The Canon as Colonial Architecture

Understanding why Indigenous writers are rewriting canons requires first understanding how those canons were built. In Australia, the national literary tradition long celebrated writers who romanticized the bush while treating Aboriginal peoples as part of the landscape rather than authors of it. American literature courses taught generations of students to see the frontier through the eyes of those who crossed it, not those who had lived on it for millennia. Canadian literature departments occasionally included Indigenous works but framed them as supplements to the main tradition. The architecture of literary value was colonial from its foundation.

What made this particularly insidious was how natural it all seemed. Canons present themselves as meritocratic. The best writing rises to the top. Except someone decides what best means, and that someone inevitably carried assumptions about whose language was literary, whose concerns were universal, and whose narrative structures counted as sophisticated. Indigenous oral traditions, with their cyclical time, communal authorship, and integration of song and ceremony, didn’t fit the novel’s neat parameters. So they were excluded not through explicit prejudice but through definitional sleight of hand.

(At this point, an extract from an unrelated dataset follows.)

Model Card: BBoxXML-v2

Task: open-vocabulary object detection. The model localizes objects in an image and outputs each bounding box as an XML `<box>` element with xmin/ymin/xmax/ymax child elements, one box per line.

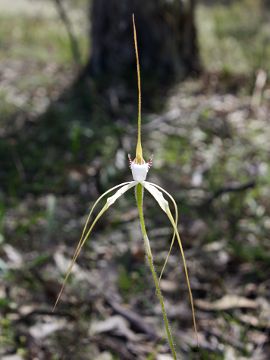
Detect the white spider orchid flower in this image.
<box><xmin>53</xmin><ymin>15</ymin><xmax>198</xmax><ymax>359</ymax></box>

Breaking Through in North America

The late twentieth century saw Indigenous writers in North America begin forcing open the canon’s doors. N. Scott Momaday’s House Made of Dawn winning the Pulitzer Prize in 1969 marked something significant. Here was a novel steeped in Kiowa and Navajo traditions winning the most establishment of American literary prizes. Leslie Marmon Silko followed with Ceremony, a book that wove Laguna Pueblo stories into a narrative about a World War II veteran’s healing. These weren’t Indigenous writers trying to write like white writers. They were Indigenous writers demanding that Indigenous ways of storytelling be recognized as literature.

Louise Erdrich has probably done more than anyone to cement Indigenous fiction in the American consciousness. Her Ojibwe characters across multiple novels created a literary universe as rich and interconnected as Faulkner’s Yoknapatawpha County. And that comparison matters. Erdrich gets mentioned in the same breath as canonical American masters now. Her 2020 novel The Night Watchman won the Pulitzer, based on her grandfather’s fight against Native American termination policies in the 1950s. The book is an act of reclamation on multiple levels.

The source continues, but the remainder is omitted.